The research team at Korea Advanced Institute of Science and Technology (KAIST) develops Artificial Intelligence (AI) technology called STL that can identify detailed changes in images. It can be used in autonomous driving or medical image analysis./Courtesy of Korea Advanced Institute of Science and Technology

Domestic researchers have developed artificial intelligence (AI) capable of capturing detailed changes in images. It is expected to be applicable in image analysis, which requires high accuracy, such as in autonomous driving and medical image analysis.

A research team led by Professor Kim Jun-mo of the Korea Advanced Institute of Science and Technology (KAIST) announced on the 13th that they developed AI technology to understand image changes by mimicking human cognitive processes.

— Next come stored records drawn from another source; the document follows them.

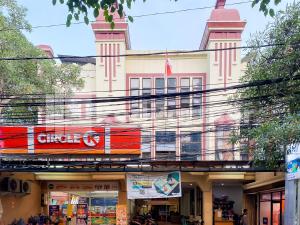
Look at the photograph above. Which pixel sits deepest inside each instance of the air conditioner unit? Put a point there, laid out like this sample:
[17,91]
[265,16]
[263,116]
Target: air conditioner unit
[25,186]
[9,184]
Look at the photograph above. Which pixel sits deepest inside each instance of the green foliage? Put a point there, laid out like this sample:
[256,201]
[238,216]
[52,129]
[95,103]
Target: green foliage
[27,76]
[272,116]
[263,6]
[108,7]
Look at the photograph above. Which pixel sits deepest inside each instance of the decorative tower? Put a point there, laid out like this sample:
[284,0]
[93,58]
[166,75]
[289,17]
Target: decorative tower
[223,31]
[110,72]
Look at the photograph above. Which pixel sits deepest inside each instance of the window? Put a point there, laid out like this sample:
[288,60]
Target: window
[165,141]
[160,102]
[146,102]
[197,98]
[134,91]
[75,108]
[165,145]
[224,148]
[171,108]
[190,145]
[91,110]
[185,100]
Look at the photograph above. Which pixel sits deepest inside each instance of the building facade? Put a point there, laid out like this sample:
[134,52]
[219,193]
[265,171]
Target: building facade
[192,127]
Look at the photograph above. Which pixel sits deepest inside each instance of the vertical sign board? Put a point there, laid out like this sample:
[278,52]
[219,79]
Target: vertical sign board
[293,162]
[121,214]
[54,210]
[82,211]
[162,185]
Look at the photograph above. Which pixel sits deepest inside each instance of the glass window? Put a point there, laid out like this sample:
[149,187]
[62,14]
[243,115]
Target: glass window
[171,108]
[190,145]
[91,110]
[197,98]
[146,141]
[224,148]
[276,195]
[75,109]
[160,102]
[146,102]
[265,213]
[165,141]
[265,197]
[134,91]
[185,100]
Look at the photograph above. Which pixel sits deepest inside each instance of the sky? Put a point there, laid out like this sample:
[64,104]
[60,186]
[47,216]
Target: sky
[177,31]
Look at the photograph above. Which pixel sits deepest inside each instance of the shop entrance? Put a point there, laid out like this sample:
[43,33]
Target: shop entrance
[81,203]
[184,210]
[95,208]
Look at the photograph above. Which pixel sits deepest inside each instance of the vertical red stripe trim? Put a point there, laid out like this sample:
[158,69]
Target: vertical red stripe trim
[127,94]
[105,59]
[216,53]
[114,59]
[230,46]
[234,52]
[110,69]
[220,65]
[118,52]
[101,52]
[204,119]
[178,150]
[225,65]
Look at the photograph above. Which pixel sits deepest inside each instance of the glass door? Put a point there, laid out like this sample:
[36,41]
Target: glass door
[276,213]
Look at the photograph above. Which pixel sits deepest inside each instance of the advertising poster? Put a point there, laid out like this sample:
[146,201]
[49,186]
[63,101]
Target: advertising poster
[82,211]
[121,215]
[53,210]
[162,185]
[293,162]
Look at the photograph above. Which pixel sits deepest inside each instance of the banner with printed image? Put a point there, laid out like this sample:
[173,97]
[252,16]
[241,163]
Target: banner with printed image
[293,162]
[162,185]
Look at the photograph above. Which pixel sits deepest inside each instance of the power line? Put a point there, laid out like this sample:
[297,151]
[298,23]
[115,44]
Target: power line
[171,53]
[134,16]
[256,83]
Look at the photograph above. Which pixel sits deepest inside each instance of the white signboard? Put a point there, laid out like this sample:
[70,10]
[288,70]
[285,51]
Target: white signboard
[162,185]
[293,162]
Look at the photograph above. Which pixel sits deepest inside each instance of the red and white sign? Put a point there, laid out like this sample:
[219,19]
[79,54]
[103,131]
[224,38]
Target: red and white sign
[69,140]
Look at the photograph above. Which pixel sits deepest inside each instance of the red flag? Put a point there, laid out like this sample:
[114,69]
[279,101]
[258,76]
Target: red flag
[168,67]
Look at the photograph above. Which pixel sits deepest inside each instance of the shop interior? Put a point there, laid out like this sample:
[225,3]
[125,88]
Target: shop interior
[227,203]
[95,208]
[184,210]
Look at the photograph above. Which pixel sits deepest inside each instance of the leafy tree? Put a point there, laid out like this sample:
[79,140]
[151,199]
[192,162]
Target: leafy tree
[273,112]
[32,77]
[77,7]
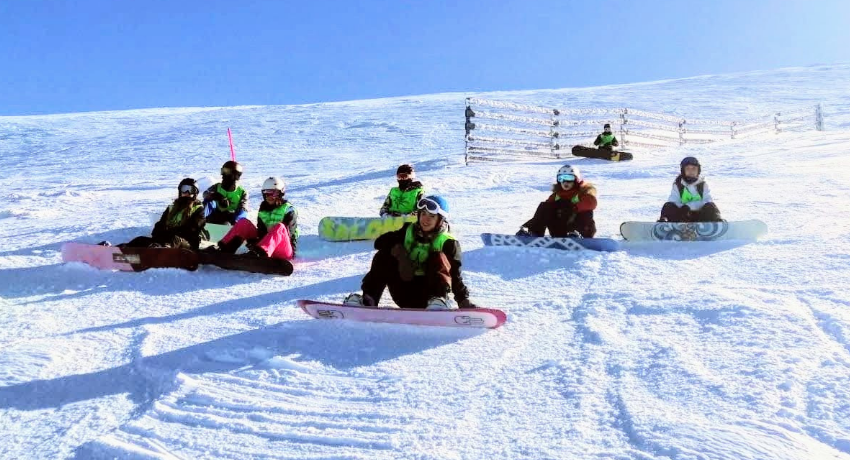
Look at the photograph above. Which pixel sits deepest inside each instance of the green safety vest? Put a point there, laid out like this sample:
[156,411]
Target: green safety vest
[235,197]
[178,219]
[403,202]
[275,216]
[607,139]
[687,196]
[419,252]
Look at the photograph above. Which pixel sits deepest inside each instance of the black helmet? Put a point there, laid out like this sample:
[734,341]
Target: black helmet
[689,161]
[231,168]
[190,183]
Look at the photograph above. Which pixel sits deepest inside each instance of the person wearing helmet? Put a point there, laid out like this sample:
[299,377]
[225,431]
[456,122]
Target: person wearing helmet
[226,201]
[181,224]
[606,139]
[276,232]
[401,200]
[568,212]
[690,199]
[420,264]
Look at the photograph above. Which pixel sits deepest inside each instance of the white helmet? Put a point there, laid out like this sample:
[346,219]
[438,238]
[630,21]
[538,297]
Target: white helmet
[274,183]
[567,171]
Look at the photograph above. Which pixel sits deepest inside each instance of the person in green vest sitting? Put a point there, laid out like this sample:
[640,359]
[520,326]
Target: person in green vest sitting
[420,264]
[226,201]
[276,232]
[181,224]
[690,199]
[401,200]
[606,140]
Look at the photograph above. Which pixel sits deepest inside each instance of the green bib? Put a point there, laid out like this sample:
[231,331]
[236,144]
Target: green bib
[403,202]
[235,197]
[607,139]
[275,216]
[419,252]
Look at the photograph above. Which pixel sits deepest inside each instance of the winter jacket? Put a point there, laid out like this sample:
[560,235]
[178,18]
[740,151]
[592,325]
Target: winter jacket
[582,196]
[285,213]
[238,198]
[451,248]
[606,140]
[695,195]
[187,223]
[402,202]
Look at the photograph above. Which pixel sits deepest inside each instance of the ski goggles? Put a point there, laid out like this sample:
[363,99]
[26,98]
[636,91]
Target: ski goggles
[431,206]
[566,178]
[231,172]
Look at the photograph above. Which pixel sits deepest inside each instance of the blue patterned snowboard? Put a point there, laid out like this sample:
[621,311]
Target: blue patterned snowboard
[547,242]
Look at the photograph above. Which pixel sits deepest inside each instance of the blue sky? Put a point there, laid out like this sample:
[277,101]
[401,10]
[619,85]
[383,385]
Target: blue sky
[73,56]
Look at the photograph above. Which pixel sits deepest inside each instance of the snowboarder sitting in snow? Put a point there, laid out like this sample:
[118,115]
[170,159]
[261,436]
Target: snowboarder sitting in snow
[276,232]
[227,201]
[690,200]
[568,212]
[606,140]
[401,200]
[419,263]
[181,224]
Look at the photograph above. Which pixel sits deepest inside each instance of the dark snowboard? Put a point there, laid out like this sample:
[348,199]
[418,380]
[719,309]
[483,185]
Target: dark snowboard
[604,153]
[247,263]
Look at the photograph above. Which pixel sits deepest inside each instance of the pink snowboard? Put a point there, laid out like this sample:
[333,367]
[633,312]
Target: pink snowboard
[472,317]
[129,259]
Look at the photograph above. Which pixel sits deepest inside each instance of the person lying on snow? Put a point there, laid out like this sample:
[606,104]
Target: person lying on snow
[181,224]
[276,232]
[568,212]
[401,200]
[420,264]
[226,202]
[690,199]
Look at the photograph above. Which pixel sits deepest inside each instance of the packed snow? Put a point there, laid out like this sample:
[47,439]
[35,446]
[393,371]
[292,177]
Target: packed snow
[726,350]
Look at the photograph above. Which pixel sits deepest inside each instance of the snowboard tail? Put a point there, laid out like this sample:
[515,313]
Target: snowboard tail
[246,262]
[693,231]
[359,228]
[129,259]
[601,153]
[470,317]
[547,242]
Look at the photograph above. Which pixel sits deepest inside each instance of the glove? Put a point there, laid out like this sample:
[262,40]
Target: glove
[466,303]
[405,265]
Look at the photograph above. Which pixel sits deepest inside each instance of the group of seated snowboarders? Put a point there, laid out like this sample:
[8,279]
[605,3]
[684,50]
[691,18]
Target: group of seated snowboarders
[420,264]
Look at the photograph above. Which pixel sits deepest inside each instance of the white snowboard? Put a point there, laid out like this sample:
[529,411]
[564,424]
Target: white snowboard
[693,231]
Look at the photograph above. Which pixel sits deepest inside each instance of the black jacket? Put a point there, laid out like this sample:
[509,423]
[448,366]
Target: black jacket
[451,248]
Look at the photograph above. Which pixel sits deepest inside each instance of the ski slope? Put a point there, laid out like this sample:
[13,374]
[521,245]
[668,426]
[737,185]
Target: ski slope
[658,351]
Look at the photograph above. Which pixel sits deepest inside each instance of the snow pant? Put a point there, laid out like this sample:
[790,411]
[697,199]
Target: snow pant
[276,243]
[148,242]
[384,273]
[560,219]
[707,213]
[213,215]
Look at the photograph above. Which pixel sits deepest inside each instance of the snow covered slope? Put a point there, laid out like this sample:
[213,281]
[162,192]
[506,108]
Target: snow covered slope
[658,351]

Computer vision is a technology that mimics human visual functions to enable AI to evaluate and predict images independently. It primarily trains on data generated by transforming images. However, in this case, AI can miss detailed changes, which decreases its performance. This means its applicability in fields like autonomous driving, which requires an understanding of subtle changes in the road, is limited.

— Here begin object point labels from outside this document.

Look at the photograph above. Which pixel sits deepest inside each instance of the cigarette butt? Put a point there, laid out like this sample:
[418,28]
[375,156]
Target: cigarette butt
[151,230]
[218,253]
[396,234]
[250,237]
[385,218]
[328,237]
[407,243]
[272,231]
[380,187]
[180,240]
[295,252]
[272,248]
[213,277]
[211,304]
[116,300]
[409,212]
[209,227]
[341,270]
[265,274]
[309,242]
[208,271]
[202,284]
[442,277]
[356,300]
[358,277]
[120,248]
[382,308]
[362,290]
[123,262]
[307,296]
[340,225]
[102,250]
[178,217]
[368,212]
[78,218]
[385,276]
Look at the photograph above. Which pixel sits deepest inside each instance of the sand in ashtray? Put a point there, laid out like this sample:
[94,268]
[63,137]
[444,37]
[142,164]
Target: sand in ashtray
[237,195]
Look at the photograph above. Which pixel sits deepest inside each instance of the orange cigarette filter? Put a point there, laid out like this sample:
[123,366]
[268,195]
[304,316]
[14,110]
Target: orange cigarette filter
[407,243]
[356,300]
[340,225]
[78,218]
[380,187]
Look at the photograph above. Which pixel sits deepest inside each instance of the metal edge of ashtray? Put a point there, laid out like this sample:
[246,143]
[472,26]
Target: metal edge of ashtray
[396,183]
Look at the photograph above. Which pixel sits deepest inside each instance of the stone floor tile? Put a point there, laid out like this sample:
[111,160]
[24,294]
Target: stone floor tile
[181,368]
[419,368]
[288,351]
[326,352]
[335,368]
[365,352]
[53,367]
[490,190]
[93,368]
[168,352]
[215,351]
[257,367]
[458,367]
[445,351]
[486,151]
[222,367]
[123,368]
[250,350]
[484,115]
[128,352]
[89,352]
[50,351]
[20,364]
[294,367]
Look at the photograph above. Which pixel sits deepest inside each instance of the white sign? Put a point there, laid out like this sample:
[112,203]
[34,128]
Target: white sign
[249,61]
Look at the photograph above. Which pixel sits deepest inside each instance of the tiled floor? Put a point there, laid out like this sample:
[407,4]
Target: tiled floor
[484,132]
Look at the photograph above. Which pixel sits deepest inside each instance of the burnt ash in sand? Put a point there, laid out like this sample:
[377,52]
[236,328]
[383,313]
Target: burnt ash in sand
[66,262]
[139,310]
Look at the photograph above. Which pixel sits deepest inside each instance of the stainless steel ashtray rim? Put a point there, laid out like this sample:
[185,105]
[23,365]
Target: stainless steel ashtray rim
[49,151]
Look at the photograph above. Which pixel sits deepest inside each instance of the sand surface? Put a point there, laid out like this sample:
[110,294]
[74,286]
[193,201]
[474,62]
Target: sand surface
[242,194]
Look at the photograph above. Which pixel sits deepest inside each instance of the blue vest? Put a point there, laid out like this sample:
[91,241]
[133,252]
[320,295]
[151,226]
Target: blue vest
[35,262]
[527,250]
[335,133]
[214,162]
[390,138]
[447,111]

The research team developed 'STL,' specialized in enabling AI to learn transformations of images independently. This solution addresses the issue of AI misjudging images with different transformations as similar while enhancing its sensitivity to distinguish between original and changed images. It is akin to a person playing a hidden object game, where the AI learns to find the altered parts within the images.

STL has shown to be approximately 42% more effective compared to existing AI systems. In experiments to differentiate images and identify transformed sections, it demonstrated a lower error rate than conventional AI. It also displayed superior ability in assessing relationships between transformed images and originals and distinguishing the types of transformations applied.

Professor Kim Jun-mo noted, 'STL has demonstrated the ability to learn complex transformation patterns and effectively reflect them in expression spaces,' adding, 'It will play a key role in various applications as it can learn transformation information without human input.'

The research findings were presented at the international academic conference NeurIPS 2024 on the 11th.